What makes farmers’ organizations such powerful drivers of rural transformation?
Small-scale farmers, pastoralists and rural producers generate value at the first mile of our food systems. Yet their scale often limits their ability to access market opportunities, and this is where farmers' organizations make the greatest difference.
By bringing small producers together, these organizations unlock services that individual farmers could not afford on their own. They also enable producers to aggregate their output and seize market opportunities that require a level of scale or quality unattainable alone.
IFAD investments in
#Morocco, for example, have helped producers increase their incomes through cooperative-run processing units, enabling young people and smallholders to package apples, produce apple vinegar, process olive oil and store meat.

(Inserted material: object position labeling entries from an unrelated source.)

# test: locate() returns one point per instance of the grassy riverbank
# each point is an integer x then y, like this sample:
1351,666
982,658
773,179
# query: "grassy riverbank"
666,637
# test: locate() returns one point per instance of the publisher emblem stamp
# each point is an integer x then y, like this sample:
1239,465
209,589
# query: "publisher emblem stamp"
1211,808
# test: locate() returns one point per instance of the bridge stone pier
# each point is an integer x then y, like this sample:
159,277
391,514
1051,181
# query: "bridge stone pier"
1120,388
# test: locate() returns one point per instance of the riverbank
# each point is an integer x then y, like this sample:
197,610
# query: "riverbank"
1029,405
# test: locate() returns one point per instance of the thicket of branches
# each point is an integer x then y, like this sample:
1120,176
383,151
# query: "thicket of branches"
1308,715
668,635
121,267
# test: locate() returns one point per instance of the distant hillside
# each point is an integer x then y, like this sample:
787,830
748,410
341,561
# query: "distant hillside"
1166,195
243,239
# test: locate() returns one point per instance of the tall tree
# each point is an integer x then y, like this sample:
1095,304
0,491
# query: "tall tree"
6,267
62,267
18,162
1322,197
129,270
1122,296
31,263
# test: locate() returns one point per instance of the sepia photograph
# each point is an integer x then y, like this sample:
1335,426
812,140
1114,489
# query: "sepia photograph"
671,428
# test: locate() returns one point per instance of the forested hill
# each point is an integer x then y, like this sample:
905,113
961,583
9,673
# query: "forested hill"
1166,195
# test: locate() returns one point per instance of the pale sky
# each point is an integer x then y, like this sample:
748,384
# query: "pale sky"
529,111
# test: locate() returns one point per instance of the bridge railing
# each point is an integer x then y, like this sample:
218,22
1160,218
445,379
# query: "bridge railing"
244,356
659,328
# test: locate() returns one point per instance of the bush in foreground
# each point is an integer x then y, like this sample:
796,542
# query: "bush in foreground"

The results speak for themselves: average income per apple tree rose by 26%, per olive tree by 30% and sheep prices increased by 45%.
In
#Cambodia, the IFAD-financed ASPIRE programme supported the creation of producer organizations that are helping farmers move from informal local trading to structured commercial partnerships. Through cooperatives, producers can aggregate supply, meet quality standards and negotiate directly with buyers.
Participating farmers increased market sales volumes by 41% and incomes by more than 50%.
These investments do not simply expand assets, they fundamentally change how those assets are valued. By rallying producers and creating added value, farmers' organizations position smallholders in higher-value markets, turning subsistence into opportunity.